Configure Azure Data bricks to send events to Application insights — Simplified
Published in
4 min readMar 6, 2021
Configure log analytics and Application insights in Azure data bricks
Use case
- Azure data bricks has native integration to Azure monitor
- But the challenge is to get runtime errors
- Application code able to send custom logs or events
- Log trace logs from runtime exception
- To help troubleshoot usage errors in runtime
Pre Requistie
- Azure Account
- Azure Databricks
- Azure Application insights
- Create Log analytics
- Get workspace ID and key
- Get Application insights key
- Get the contents from this github Repo: https://github.com/AnalyticJeremy/Azure-Databricks-Monitoring
- I also downloaded the jar file and scripts
- Files are available in the Repo
Code
- First create a another cluster with databricks runtime version 7.5
- This cluster is used to create shell script instead of using command line to upload.
- no libraries are needed
- Create a new scala notebook to create app insight init script
- Check the Stage_dir directory
- To get Workspace ID and key
- Go to Log analytics workspace
- Select Advanced Settings -> Connected Sources -> Agents Management
- Copy the ID and Key
- To get Application insights instrumentation key go to application insights resource
- Scroll down to properties
- Copy the Instrumentation Key
- For the scipt make sure the directories and format match
- a small change with syntax issues might cause the cluster not to start
- replace the KEY and ID below script
APPINSIGHTS_INSTRUMENTATIONKEY="xxxxxx-xxxxxxx-xxxxxxx" LOG_ANALYTICS_WORKSPACE_ID="xxxxxx-xxxxxxx-xxxxxxx" LOG_ANALYTICS_PRIMARY_KEY="xxxxxx-xxxxxxx-xxxxxxx"%python
dbutils.fs.put("dbfs:/appinsights/appinsights_logging_init.sh","""
#!/bin/bash
STAGE_DIR="/dbfs/appinsights/"
APPINSIGHTS_INSTRUMENTATIONKEY="xxxxxx-xxxxxxx-xxxxxxx"
LOG_ANALYTICS_WORKSPACE_ID="xxxxxx-xxxxxxx-xxxxxxx"

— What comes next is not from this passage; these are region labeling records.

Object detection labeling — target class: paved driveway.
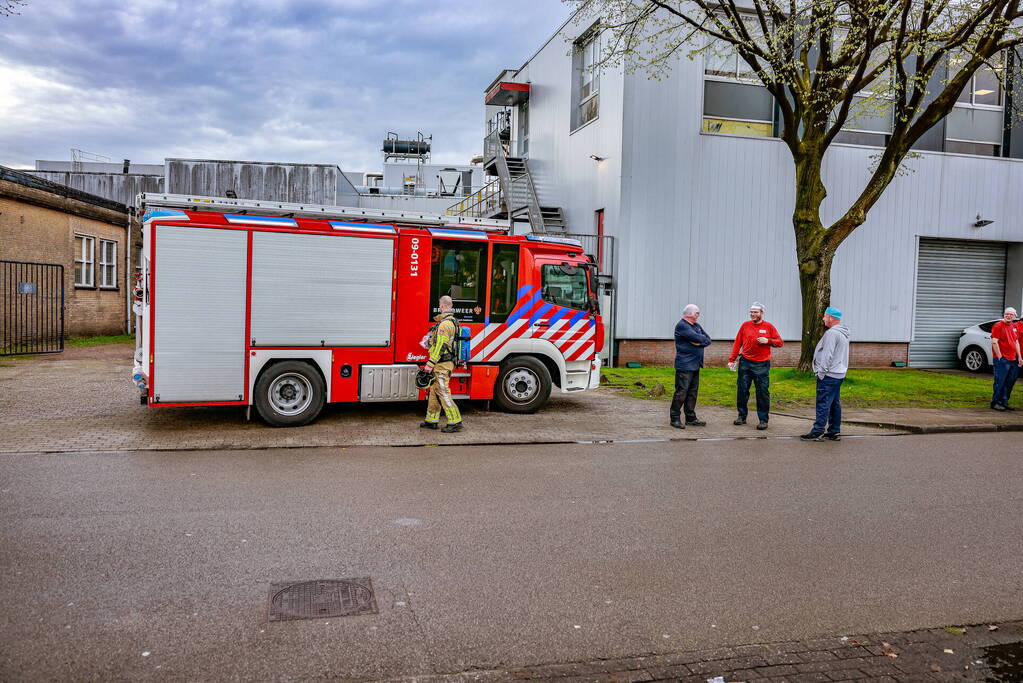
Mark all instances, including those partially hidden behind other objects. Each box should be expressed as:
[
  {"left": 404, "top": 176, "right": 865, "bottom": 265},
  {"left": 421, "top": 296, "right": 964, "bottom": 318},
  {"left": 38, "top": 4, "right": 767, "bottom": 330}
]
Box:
[{"left": 0, "top": 345, "right": 879, "bottom": 453}]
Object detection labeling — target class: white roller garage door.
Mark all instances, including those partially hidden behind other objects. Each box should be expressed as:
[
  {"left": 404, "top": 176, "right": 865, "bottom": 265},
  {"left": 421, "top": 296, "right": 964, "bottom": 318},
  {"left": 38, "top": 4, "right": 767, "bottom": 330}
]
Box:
[{"left": 909, "top": 238, "right": 1006, "bottom": 367}]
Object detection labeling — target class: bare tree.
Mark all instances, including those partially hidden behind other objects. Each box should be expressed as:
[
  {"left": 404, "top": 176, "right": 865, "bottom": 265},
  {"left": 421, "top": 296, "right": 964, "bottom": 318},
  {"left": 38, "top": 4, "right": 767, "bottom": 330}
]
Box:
[
  {"left": 566, "top": 0, "right": 1023, "bottom": 370},
  {"left": 0, "top": 0, "right": 28, "bottom": 16}
]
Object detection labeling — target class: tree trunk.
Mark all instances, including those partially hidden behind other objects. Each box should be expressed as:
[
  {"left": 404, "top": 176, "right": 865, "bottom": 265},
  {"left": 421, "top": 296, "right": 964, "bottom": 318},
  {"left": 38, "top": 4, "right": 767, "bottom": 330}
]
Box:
[
  {"left": 797, "top": 245, "right": 834, "bottom": 372},
  {"left": 792, "top": 141, "right": 835, "bottom": 372}
]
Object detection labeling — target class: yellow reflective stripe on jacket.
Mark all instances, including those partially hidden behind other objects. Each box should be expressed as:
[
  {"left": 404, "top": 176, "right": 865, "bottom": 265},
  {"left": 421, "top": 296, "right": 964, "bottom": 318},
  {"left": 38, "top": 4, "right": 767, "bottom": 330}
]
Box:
[{"left": 430, "top": 320, "right": 454, "bottom": 363}]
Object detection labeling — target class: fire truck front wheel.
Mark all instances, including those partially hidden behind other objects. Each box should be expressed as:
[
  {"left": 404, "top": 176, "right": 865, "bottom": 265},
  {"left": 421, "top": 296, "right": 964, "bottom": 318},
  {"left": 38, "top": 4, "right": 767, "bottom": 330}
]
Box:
[
  {"left": 494, "top": 356, "right": 551, "bottom": 413},
  {"left": 255, "top": 361, "right": 326, "bottom": 426}
]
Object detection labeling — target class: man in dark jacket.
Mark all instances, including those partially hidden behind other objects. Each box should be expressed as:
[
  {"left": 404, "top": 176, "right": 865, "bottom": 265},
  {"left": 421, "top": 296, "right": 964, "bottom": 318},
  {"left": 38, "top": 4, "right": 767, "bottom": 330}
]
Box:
[{"left": 669, "top": 304, "right": 710, "bottom": 429}]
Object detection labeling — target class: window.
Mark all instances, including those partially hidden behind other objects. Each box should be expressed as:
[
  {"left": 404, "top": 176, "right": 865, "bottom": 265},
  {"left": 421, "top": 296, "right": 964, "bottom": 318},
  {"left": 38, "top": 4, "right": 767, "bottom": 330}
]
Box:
[
  {"left": 543, "top": 264, "right": 589, "bottom": 311},
  {"left": 490, "top": 244, "right": 519, "bottom": 322},
  {"left": 75, "top": 235, "right": 96, "bottom": 287},
  {"left": 430, "top": 239, "right": 487, "bottom": 322},
  {"left": 701, "top": 40, "right": 774, "bottom": 137},
  {"left": 572, "top": 28, "right": 601, "bottom": 130},
  {"left": 99, "top": 239, "right": 118, "bottom": 288},
  {"left": 945, "top": 55, "right": 1005, "bottom": 156}
]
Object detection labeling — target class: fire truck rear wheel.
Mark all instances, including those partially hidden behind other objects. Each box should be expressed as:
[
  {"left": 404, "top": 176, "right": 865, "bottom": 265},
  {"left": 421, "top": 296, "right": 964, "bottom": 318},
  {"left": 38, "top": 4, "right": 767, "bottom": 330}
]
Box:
[
  {"left": 255, "top": 361, "right": 326, "bottom": 426},
  {"left": 494, "top": 356, "right": 551, "bottom": 413}
]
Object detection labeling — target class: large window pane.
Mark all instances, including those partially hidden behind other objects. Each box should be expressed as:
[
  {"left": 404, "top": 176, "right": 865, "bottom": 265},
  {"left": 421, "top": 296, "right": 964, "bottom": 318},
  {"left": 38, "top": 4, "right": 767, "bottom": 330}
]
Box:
[
  {"left": 835, "top": 130, "right": 885, "bottom": 147},
  {"left": 945, "top": 106, "right": 1005, "bottom": 144},
  {"left": 701, "top": 117, "right": 774, "bottom": 138},
  {"left": 704, "top": 41, "right": 737, "bottom": 78},
  {"left": 973, "top": 66, "right": 1002, "bottom": 106},
  {"left": 579, "top": 95, "right": 601, "bottom": 126},
  {"left": 845, "top": 96, "right": 893, "bottom": 133},
  {"left": 704, "top": 81, "right": 774, "bottom": 122},
  {"left": 945, "top": 140, "right": 1002, "bottom": 156}
]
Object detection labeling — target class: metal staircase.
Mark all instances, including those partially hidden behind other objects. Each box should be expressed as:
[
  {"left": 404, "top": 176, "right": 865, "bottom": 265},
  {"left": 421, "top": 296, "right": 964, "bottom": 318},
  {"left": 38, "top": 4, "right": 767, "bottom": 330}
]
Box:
[{"left": 447, "top": 112, "right": 566, "bottom": 234}]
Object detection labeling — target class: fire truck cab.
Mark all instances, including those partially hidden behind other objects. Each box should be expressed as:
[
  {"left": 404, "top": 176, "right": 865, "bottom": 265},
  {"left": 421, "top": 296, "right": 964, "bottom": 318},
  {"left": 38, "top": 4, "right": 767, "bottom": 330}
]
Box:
[{"left": 133, "top": 193, "right": 604, "bottom": 426}]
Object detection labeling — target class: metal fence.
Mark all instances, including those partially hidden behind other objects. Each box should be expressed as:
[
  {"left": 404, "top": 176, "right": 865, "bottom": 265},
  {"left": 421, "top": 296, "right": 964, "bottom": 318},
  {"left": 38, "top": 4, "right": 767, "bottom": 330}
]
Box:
[{"left": 0, "top": 261, "right": 64, "bottom": 356}]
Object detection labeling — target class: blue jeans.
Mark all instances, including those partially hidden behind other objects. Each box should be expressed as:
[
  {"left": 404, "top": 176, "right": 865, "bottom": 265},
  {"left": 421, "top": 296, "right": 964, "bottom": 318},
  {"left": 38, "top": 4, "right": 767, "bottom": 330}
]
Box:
[
  {"left": 991, "top": 358, "right": 1020, "bottom": 406},
  {"left": 810, "top": 375, "right": 842, "bottom": 435},
  {"left": 736, "top": 356, "right": 770, "bottom": 422}
]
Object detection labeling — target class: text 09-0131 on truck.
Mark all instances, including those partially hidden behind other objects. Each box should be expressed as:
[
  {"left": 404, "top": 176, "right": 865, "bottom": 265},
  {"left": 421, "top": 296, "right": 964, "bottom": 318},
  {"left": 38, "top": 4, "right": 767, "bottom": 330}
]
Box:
[{"left": 133, "top": 194, "right": 604, "bottom": 426}]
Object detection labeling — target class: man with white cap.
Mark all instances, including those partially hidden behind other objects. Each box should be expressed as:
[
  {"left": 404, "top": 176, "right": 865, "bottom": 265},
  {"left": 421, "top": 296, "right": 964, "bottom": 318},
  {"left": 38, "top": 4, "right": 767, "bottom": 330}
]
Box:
[
  {"left": 799, "top": 306, "right": 849, "bottom": 441},
  {"left": 728, "top": 302, "right": 785, "bottom": 429},
  {"left": 991, "top": 306, "right": 1023, "bottom": 410}
]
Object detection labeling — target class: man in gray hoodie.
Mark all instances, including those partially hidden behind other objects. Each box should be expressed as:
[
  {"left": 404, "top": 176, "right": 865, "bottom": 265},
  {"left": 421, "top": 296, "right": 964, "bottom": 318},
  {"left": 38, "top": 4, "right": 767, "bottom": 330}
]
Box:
[{"left": 800, "top": 306, "right": 849, "bottom": 441}]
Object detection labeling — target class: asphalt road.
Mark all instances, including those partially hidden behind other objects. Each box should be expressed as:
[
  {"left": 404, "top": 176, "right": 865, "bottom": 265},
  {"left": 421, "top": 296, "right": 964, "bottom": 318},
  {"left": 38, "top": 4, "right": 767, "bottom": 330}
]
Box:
[{"left": 0, "top": 434, "right": 1023, "bottom": 681}]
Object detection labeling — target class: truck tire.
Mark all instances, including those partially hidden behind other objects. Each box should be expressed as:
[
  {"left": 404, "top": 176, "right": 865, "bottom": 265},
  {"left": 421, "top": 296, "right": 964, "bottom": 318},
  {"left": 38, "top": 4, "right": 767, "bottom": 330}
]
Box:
[
  {"left": 494, "top": 356, "right": 551, "bottom": 413},
  {"left": 254, "top": 361, "right": 326, "bottom": 426},
  {"left": 960, "top": 346, "right": 987, "bottom": 372}
]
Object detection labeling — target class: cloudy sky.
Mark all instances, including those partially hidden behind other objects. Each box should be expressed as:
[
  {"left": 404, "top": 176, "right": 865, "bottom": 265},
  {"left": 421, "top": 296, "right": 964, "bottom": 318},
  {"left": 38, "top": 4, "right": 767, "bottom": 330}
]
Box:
[{"left": 0, "top": 0, "right": 569, "bottom": 171}]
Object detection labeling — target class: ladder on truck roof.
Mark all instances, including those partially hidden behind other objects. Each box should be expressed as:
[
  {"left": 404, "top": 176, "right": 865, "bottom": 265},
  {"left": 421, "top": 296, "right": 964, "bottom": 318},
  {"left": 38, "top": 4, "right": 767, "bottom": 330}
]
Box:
[{"left": 135, "top": 192, "right": 512, "bottom": 232}]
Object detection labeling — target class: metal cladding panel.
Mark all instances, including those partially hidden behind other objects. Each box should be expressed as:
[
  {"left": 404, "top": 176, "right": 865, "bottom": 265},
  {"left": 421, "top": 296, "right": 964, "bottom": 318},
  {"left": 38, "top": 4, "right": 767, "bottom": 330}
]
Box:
[
  {"left": 252, "top": 232, "right": 394, "bottom": 347},
  {"left": 909, "top": 239, "right": 1006, "bottom": 367},
  {"left": 359, "top": 365, "right": 419, "bottom": 403},
  {"left": 153, "top": 225, "right": 246, "bottom": 403}
]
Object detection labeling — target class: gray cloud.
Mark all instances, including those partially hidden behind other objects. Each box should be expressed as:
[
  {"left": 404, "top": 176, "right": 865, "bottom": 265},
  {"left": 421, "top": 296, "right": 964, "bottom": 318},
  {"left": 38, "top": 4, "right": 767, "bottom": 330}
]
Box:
[{"left": 0, "top": 0, "right": 568, "bottom": 171}]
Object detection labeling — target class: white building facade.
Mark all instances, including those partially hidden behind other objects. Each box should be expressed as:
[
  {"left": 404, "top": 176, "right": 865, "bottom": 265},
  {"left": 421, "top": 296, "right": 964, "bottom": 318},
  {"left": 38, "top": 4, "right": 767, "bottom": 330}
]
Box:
[{"left": 487, "top": 14, "right": 1023, "bottom": 366}]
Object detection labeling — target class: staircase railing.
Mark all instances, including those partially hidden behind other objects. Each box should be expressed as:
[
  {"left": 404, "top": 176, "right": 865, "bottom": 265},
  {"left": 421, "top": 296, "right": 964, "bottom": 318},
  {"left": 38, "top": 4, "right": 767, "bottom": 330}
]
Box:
[
  {"left": 496, "top": 156, "right": 547, "bottom": 233},
  {"left": 444, "top": 179, "right": 501, "bottom": 218}
]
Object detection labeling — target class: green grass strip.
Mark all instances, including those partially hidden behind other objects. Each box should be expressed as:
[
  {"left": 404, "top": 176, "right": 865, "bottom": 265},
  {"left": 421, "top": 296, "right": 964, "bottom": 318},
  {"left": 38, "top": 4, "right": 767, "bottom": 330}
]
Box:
[
  {"left": 64, "top": 334, "right": 135, "bottom": 349},
  {"left": 603, "top": 367, "right": 991, "bottom": 411}
]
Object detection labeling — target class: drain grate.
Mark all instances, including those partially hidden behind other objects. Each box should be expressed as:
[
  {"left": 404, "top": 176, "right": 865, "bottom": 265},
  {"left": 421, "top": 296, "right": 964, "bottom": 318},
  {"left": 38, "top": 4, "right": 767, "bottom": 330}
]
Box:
[{"left": 268, "top": 577, "right": 376, "bottom": 622}]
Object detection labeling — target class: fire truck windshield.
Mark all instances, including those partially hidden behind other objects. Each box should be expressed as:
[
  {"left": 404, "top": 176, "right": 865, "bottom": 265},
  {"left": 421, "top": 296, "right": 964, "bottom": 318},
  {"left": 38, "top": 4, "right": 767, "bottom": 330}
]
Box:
[{"left": 542, "top": 264, "right": 590, "bottom": 311}]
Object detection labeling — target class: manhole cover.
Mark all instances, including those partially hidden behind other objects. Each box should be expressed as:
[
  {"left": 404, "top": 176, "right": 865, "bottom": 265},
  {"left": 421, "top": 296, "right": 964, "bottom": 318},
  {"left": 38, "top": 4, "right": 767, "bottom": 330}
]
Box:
[{"left": 269, "top": 578, "right": 376, "bottom": 622}]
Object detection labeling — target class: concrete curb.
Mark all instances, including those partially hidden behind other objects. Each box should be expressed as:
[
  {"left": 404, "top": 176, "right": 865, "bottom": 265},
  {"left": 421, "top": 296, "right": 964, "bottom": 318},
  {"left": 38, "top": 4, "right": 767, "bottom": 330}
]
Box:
[{"left": 771, "top": 412, "right": 1023, "bottom": 434}]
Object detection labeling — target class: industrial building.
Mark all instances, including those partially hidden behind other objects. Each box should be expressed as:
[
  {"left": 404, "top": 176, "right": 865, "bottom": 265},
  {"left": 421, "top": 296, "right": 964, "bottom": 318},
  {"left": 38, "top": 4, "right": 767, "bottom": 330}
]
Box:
[
  {"left": 460, "top": 13, "right": 1023, "bottom": 366},
  {"left": 0, "top": 166, "right": 130, "bottom": 347}
]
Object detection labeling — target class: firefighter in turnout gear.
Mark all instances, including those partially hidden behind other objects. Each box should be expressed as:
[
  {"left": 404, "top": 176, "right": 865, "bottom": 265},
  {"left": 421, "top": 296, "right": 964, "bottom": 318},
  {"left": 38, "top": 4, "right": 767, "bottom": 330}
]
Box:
[{"left": 419, "top": 295, "right": 462, "bottom": 434}]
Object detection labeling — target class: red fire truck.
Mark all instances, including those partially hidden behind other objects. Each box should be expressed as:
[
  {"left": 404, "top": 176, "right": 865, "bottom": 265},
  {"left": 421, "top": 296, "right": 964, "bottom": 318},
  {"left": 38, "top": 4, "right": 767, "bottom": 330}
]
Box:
[{"left": 133, "top": 193, "right": 604, "bottom": 426}]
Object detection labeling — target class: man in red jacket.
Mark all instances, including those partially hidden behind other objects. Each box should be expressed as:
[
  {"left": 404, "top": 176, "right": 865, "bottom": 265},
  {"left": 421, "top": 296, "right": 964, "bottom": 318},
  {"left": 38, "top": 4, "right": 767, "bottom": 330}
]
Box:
[
  {"left": 728, "top": 302, "right": 785, "bottom": 429},
  {"left": 991, "top": 306, "right": 1023, "bottom": 410}
]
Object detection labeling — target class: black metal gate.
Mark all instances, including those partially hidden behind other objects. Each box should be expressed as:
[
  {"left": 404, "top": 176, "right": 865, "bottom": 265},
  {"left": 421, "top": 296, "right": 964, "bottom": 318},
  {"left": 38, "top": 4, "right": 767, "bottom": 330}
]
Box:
[{"left": 0, "top": 261, "right": 63, "bottom": 356}]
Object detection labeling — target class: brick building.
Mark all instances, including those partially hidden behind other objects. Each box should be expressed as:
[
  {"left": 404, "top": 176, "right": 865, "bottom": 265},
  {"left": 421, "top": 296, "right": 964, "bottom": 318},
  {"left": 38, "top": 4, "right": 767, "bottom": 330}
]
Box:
[{"left": 0, "top": 166, "right": 129, "bottom": 338}]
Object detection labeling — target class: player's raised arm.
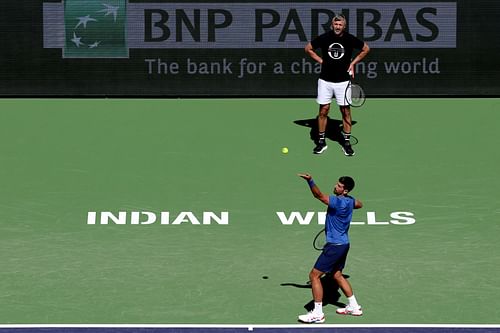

LOG_ANALYTICS_PRIMARY_KEY="xxxxxx-xxxxxxx-xxxxxxx"
echo "BEGIN: Upload App Insights JARs"
cp -f $STAGE_DIR/applicationinsights-core-*.jar /mnt/driver-daemon/jars || { echo "Error copying AppInsights core library file"; exit 1;}
cp -f $STAGE_DIR/applicationinsights-logging-log4j1_2-*.jar /mnt/driver-daemon/jars || { echo "Error copying AppInsights Log4J library file"; exit 1;}
echo "END: Upload App Insights JARs"
echo "BEGIN: Upload Spark Listener JARs"
cp -f $STAGE_DIR/adbxmonitor_*.jar /mnt/driver-daemon/jars || { echo "Error copying Spark Listener library file"; exit 1;}
echo "END: Upload Spark Listener JARs"
echo "BEGIN: Setting Environment variables"
sudo echo APPINSIGHTS_INSTRUMENTATIONKEY=$APPINSIGHTS_INSTRUMENTATIONKEY >> /etc/environment
echo "END: Setting Environment variables"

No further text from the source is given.